The financing of patents in particular for machine design patents and established pharmaceutical products certainly has a long tradition with specialized financial institutions. But the very creation of new products such as solar photovoltaic systems in the environmental technology and research for new drugs, e.g. against cancer or against Malaria, are an interesting and socially important for investment for such a financial investor Institute.
 
These IP is the results from all creators, that they are not always divisible or not divisible. Certainly there are for example Copyright in the possibilities of co-authorship or the issuance of a rights-fold. In the light of copyright the possibility of co-authorship or the issuance of “quota-rights” may exist. However, this does not lead to the desired goal to be able to make a collateral assignment of such IP to protect according investments.
 
III. Finance Model
 
In case a company has successfully created new IP which was financed by debt, it usually turns a financial investor to cash in this new invention (e.g. by loans), by a leasing or a venture capital vehicle). It is custom for such an investor to secure the provision of cash (as a kind of loan hedging) by demanding the collateral assignment of the rights in the corresponding IP. In case the inventing company becomes insolvent, the financial investor can hold itself harmless by exploiting the IP.
 
In cases the financial investor does not finance the investment on its one, there is the possibility to sale of future of receivables of potential financial claims against the inventing company (so-called forfaiting). In case the financial claim against the inventing company allotted in installments, it is possible to pass the security transfer of the IPR to the refinancing institution.
 
This approach will become challenging if there is not only one but a number of refinancing investors which all demand the transfer of IP rights. As stated above IP rights cannot be divided in general.
 
IV. SPV as an Finance Model
 
In case a customer needs not only one but several investors to finance a loan on the new IP the customer faces the dilemma that it can neither split up the undividable IP right nor can it hand over the complete IP.
 
The challenge is to make the undividable right dividable. This can be achieved by setting up an entity (e.g. a Chinese limited company) to which the IP rights are being transferred. Such entities are also known as Special Purpose vehicles (SPV). As a next step the inventing company can transfer share of that new company to investors as the required security.
 
The main purpose of such an entity is the simultaneously assignment of the stakes in the IP of the inventing company to secure the according investors. If required, is the ownership in the concerned IP right is forwarded to the inventing company, as the investor in the forfeiting remain liable for the inventory risk of the claim and the customer also the financing institution as a first contact understands.
 
V. Outlook
 
The creation and therefore the protection of IP rights is one of the challenges of the 21st Century. Setting up a framework that allows inventing companies’ access to investors and giving investors the possibility to secure their investment is a crucial keystone to achieve this challenge.
 
Financial institutions as well as refinancing to microfinance institutions require comprehensive safeguards (also known as hedging) to secure their investment into IP rights. Currently complex refinancing structures, such as SPV’s are required to secure investments. Next to securing investments an SPV structure will provide a number of interesting side-effects.
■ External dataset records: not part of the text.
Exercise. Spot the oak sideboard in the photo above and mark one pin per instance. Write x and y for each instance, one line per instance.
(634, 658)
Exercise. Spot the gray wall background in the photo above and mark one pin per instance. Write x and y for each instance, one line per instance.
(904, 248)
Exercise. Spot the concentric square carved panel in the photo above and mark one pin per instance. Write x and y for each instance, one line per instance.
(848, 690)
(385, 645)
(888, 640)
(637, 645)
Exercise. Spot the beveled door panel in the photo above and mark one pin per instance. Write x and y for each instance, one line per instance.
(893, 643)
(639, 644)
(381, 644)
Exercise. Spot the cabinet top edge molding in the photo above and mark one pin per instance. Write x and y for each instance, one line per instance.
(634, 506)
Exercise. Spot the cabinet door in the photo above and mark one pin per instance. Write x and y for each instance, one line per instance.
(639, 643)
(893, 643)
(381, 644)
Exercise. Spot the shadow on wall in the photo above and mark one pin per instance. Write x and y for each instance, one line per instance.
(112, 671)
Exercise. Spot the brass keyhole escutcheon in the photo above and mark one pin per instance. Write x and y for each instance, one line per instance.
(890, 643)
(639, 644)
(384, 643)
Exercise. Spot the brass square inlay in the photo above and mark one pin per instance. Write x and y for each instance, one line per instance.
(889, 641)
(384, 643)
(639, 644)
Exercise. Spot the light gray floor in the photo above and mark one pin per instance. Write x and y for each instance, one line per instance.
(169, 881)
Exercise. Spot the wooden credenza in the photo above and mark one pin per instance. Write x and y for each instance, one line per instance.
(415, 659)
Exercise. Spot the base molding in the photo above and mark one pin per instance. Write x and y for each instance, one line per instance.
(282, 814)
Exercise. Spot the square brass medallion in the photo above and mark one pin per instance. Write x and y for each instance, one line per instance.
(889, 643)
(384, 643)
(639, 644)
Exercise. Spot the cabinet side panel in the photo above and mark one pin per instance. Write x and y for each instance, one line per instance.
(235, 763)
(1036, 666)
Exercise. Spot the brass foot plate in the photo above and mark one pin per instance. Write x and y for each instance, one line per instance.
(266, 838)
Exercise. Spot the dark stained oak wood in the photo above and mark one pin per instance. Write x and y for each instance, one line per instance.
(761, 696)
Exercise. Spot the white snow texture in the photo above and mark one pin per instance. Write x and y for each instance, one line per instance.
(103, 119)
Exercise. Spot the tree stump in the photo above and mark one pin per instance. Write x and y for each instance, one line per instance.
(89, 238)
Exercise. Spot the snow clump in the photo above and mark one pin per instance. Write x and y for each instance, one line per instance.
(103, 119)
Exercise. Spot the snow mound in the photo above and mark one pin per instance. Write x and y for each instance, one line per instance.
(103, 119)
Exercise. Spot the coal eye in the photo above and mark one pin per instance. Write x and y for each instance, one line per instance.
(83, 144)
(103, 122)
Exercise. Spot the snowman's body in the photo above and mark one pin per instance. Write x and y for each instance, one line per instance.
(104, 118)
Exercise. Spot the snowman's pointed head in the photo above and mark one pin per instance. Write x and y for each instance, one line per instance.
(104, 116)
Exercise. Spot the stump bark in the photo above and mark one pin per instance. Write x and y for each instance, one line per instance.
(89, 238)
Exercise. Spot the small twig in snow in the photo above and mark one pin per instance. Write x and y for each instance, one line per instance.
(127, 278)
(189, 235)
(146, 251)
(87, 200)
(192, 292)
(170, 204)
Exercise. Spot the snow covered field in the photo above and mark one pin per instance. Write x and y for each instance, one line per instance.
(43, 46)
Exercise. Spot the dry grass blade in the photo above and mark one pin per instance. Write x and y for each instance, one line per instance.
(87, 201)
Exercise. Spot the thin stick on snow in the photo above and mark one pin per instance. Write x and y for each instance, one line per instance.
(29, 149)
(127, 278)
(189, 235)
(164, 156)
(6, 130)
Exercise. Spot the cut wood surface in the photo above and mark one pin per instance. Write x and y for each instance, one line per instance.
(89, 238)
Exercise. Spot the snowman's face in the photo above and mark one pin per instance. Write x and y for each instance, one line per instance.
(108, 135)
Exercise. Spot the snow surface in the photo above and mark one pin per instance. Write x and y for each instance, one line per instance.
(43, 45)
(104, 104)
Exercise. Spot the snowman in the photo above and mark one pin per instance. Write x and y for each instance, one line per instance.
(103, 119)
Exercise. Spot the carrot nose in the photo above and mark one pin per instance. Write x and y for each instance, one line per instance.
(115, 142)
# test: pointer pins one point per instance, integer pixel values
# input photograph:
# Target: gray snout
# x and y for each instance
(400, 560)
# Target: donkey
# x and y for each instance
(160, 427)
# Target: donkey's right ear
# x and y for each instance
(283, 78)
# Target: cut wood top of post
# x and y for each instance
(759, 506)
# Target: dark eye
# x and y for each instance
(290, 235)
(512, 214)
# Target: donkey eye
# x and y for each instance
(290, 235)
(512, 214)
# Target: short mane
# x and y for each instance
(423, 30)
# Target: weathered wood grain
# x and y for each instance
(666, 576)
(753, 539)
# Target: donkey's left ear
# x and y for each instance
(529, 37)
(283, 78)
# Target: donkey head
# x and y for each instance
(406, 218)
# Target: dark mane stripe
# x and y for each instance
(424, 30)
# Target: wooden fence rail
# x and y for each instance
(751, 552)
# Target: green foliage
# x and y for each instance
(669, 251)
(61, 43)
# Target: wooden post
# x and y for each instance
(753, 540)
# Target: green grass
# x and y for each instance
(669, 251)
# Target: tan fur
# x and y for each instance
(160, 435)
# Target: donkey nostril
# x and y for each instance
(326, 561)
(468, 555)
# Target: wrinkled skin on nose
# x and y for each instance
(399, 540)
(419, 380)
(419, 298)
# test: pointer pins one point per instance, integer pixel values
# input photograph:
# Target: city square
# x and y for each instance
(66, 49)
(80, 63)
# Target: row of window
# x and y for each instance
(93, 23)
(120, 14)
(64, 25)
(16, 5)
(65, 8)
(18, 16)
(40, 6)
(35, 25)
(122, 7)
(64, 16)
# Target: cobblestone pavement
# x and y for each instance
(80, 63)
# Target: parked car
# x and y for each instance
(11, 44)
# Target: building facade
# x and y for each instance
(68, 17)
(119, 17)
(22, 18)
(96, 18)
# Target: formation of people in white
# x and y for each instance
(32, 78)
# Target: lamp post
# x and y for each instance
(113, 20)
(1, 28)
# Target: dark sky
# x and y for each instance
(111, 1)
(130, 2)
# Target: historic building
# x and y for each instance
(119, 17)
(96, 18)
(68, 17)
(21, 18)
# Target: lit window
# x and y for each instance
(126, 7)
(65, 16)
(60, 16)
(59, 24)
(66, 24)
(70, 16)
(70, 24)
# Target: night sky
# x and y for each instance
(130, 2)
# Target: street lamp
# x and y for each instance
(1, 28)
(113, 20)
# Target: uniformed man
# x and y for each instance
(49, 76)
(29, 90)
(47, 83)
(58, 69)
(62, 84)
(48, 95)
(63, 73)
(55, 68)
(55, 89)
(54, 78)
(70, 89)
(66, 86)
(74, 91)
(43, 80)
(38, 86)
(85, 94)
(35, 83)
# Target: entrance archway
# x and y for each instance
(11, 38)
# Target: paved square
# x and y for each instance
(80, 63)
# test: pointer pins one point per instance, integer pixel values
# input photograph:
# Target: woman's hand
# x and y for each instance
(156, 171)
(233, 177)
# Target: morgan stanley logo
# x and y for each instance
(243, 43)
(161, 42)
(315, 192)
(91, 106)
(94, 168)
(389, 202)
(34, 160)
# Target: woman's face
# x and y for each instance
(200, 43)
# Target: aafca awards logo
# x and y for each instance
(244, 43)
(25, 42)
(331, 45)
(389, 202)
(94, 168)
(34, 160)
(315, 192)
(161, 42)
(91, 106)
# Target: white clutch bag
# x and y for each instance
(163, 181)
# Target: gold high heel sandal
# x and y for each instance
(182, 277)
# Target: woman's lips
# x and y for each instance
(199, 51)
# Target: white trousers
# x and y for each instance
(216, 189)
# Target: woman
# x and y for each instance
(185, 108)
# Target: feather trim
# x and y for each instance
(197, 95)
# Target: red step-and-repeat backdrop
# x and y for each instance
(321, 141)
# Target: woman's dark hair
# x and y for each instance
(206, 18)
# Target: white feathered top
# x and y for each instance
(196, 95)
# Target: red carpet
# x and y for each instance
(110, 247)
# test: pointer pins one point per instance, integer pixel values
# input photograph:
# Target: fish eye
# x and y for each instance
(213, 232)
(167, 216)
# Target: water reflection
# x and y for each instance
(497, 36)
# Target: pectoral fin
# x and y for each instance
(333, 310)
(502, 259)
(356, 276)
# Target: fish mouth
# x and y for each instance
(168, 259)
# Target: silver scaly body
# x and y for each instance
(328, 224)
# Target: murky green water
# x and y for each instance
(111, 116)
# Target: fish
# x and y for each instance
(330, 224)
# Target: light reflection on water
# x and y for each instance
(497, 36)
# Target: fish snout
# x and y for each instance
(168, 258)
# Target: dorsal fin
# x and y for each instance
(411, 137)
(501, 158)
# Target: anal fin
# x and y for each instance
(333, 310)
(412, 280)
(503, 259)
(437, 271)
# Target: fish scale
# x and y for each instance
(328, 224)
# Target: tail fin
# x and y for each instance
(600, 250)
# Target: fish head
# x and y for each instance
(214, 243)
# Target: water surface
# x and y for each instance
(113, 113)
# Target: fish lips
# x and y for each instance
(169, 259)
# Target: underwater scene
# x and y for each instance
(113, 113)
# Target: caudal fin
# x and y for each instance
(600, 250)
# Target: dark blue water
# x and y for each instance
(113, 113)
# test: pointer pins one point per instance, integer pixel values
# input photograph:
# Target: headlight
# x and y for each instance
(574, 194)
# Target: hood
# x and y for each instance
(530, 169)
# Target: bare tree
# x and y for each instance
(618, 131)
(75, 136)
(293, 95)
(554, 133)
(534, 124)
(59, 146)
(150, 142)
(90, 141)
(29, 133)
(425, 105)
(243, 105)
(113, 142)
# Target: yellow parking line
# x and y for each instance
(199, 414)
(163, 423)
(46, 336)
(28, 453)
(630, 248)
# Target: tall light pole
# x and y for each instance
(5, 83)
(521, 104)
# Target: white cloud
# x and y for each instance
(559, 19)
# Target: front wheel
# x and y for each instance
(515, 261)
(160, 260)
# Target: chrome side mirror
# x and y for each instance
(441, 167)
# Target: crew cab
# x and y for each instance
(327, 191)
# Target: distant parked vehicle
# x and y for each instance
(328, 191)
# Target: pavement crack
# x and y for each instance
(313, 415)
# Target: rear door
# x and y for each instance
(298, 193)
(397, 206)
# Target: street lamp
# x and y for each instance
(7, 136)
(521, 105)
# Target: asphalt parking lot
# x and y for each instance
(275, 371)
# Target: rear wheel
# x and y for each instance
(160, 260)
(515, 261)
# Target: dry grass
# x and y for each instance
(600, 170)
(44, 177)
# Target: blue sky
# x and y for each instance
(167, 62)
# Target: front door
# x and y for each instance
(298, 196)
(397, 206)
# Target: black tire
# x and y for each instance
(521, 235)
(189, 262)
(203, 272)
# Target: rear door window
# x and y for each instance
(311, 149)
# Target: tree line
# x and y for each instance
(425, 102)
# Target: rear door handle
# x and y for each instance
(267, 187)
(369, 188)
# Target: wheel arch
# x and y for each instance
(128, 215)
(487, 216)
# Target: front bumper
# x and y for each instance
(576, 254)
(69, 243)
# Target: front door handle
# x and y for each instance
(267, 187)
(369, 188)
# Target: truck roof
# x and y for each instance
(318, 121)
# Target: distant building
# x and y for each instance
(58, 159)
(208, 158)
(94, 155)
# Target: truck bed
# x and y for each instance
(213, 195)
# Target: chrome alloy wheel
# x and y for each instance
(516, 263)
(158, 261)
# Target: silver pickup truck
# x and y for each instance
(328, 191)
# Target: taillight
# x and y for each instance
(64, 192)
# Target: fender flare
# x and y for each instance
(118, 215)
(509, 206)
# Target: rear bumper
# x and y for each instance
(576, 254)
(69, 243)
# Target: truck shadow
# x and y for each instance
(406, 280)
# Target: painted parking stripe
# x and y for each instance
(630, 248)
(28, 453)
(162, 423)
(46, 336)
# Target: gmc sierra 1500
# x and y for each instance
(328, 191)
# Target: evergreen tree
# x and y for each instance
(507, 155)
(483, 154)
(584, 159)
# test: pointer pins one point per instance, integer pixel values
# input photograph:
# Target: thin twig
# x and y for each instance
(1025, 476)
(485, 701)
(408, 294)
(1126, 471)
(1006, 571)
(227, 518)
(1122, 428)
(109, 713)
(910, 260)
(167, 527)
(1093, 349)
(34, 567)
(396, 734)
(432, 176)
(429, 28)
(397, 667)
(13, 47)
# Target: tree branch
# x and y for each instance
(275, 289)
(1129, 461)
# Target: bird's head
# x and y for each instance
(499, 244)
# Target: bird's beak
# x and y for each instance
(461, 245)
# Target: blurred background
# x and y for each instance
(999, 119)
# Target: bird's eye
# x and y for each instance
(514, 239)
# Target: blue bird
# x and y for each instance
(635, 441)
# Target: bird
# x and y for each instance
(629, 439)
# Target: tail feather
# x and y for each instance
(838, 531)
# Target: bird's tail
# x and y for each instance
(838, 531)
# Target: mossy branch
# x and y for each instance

It is possible to reduce a potential liability risk of the inventing company to a wide extent. The exact extent of the remaining liability will depend on the chosen entity which is chosen for the SPV (e.g. plc, limited or other). Furthermore, an SPV model might be interesting from a tax point of view. An SPV can also be setup as asset-backed securities (in short as ABS). An ABS opens a refinancing institution the opportunity to link such an investment with other financial products (e.g. with high risk bond) in an corresponding portfolio.